Thursday, May 23, 2013
Snow Weight OK for Roofs Built to Fairbanks Code
An approved roof is required to hold 50 pounds per square foot in Fairbanks.
FAIRBANKS - The sight of 18 inches of fresh snow perched on local rooftops likely caused jitters for some homeowners on Monday, but there's no reason for most people to break out the shovels just yet.
The load needed to collapse a code-built roof would still require much more snow, local building officials said. An approved roof is required to hold 50 pounds per square foot in Fairbanks.
"I don't think we're anywhere near that," said Kirk Larson, a city structural building inspector.
Rich Seifert, a longtime building specialist with the Cooperative Extension Service, agrees. A heavy snow year in 1992 motivated Fairbanks to boost its roof code from 40 pounds per square foot, but he estimates even older buildings are "about halfway to the worry level."
Larson said Tuesday he didn't do any snow-weight calculations after Monday's storm because the most recent snowfall doesn't seem to put the total snowpack close to the danger point. Six years ago, an 18-inch snow load in Fairbanks was measured at nearly 17 pounds per square foot - about a third of the current code-mandated roof capacity.
Larson said the weight will vary, depending on the density of snow.

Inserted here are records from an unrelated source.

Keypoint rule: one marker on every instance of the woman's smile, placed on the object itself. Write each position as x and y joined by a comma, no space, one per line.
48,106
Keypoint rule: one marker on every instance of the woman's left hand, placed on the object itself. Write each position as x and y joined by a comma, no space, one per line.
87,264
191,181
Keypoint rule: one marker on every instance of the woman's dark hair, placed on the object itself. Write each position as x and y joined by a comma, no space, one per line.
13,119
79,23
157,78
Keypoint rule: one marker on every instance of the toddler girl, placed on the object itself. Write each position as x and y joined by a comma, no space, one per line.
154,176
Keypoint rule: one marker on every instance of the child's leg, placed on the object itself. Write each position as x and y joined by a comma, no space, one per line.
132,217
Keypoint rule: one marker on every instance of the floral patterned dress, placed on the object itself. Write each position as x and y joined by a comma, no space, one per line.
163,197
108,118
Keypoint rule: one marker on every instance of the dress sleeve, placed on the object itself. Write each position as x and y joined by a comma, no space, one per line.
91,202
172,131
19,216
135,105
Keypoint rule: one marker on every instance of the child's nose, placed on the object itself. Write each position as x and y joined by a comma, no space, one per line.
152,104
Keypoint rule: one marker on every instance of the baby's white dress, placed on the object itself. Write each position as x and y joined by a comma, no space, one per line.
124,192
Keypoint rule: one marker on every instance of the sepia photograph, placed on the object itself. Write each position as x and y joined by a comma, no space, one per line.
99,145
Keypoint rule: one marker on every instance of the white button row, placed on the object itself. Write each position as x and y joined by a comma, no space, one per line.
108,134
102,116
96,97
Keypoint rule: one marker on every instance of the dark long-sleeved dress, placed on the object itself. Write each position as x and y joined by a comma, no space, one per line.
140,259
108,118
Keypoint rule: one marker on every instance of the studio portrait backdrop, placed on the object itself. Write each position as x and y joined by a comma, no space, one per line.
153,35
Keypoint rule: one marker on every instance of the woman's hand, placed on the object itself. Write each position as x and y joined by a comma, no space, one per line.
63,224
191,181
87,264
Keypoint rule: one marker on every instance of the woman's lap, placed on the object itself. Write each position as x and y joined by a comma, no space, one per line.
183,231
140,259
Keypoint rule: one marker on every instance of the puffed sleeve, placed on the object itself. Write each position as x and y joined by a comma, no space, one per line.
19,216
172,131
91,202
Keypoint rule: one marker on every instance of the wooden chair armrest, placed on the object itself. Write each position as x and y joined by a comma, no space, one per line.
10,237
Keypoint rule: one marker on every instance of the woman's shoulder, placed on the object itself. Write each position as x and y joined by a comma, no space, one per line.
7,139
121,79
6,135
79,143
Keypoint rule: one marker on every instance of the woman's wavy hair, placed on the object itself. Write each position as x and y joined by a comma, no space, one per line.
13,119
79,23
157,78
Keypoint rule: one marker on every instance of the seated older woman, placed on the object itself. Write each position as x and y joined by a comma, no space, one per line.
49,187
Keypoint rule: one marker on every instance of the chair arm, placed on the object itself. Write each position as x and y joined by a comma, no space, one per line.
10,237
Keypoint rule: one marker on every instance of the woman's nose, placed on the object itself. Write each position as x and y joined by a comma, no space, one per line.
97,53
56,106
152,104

But even factoring in a rainy three-day stretch in November that added weight to the existing snowpack, he isn't worried.
"The average well-built house shouldn't have any problems," he said.
Larson warned, however, that the words "well-built" are an important part of the formula. Plenty of buildings around Fairbanks aren't built to code, and he said people who own less-sturdy structures should be careful to maintain a manageable snow load.
"Each person needs to pay attention to what they have," he said.